I hate to say " the older I get" again, but the older I get the more aware I am of roads, opportunities. They're all over the place. Sometimes you need help to see them. I started doing a solo gig about a year and a half ago because my friend Lucy wouldn't let me not do it. I like to think I would have eventually done it anyway, but who knows? I wasn't really frightened the first time out. More like....well hell, this can't really be happening. I'm a bass player. I need people on the stage. I...I....surreal, man. Then the first tune. First, second, third set. Night over and...survival. Now about twenty gigs in I'm diggin' it. And what's the worst that can happen? Kinda the same feeling on my first radio show. As the Star Spangled Banner was playing I'm imploring my feet to run...run.....run like the wind!!!! But the movie was to stay there, stumble through a radio show and thirteen years later I'm still at it.
Sure there's things we can't do.
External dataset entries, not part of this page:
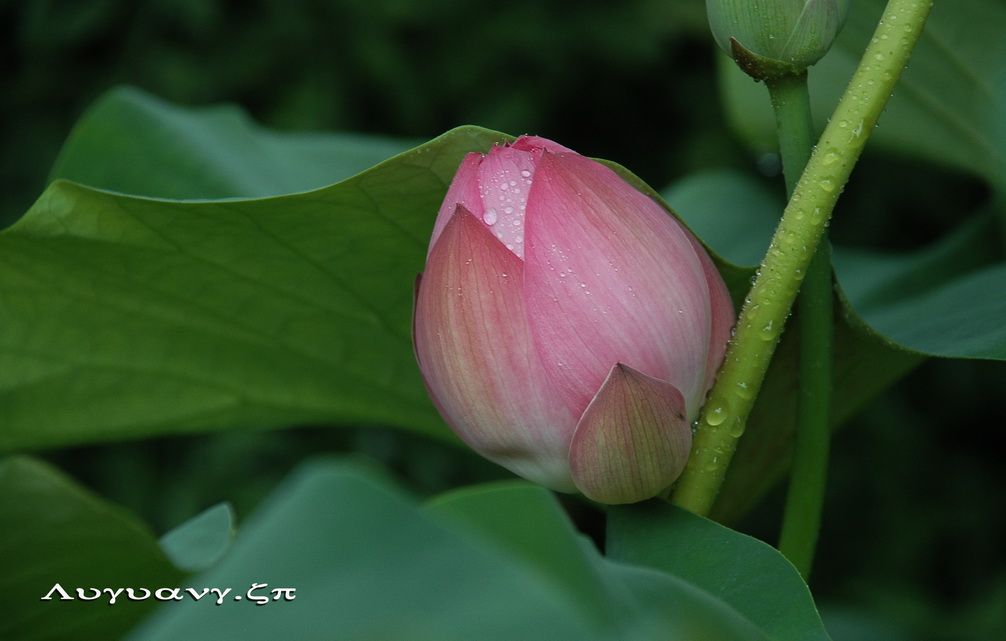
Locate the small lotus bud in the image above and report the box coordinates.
[705,0,849,79]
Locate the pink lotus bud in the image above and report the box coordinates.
[413,137,733,503]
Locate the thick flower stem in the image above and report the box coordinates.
[766,72,834,580]
[673,0,933,515]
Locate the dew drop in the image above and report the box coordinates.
[705,406,727,427]
[758,320,776,340]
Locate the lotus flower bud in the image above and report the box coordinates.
[705,0,849,79]
[413,137,733,503]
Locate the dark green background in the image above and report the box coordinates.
[0,0,1006,639]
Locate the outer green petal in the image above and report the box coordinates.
[569,363,691,504]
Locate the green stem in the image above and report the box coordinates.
[672,0,933,515]
[766,73,834,580]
That doesn't mean you shouldn't try to find out where the line is. I'd love to be the Yankees center fielder. Impossible, I know. But I'll bet if I was driving up the Deegan Expwy in the Bronx one day....and there was a banner hanging outside the Stadium that said "Open Call For Centerfielders".......I'd pirhouette in there and....Hey!...it's my movie!! Peace.
1 comment:
Ted,
I linked from the gig announcement to you blog, and greatly enjoyed the tale of Broadway auditioning. So I figure others did too, and wanted to see what they had to say. And this is the response? Spam-bots?
Thanks for sharing the story. I've got similar fears about taking plunges, and I hope I can get over those.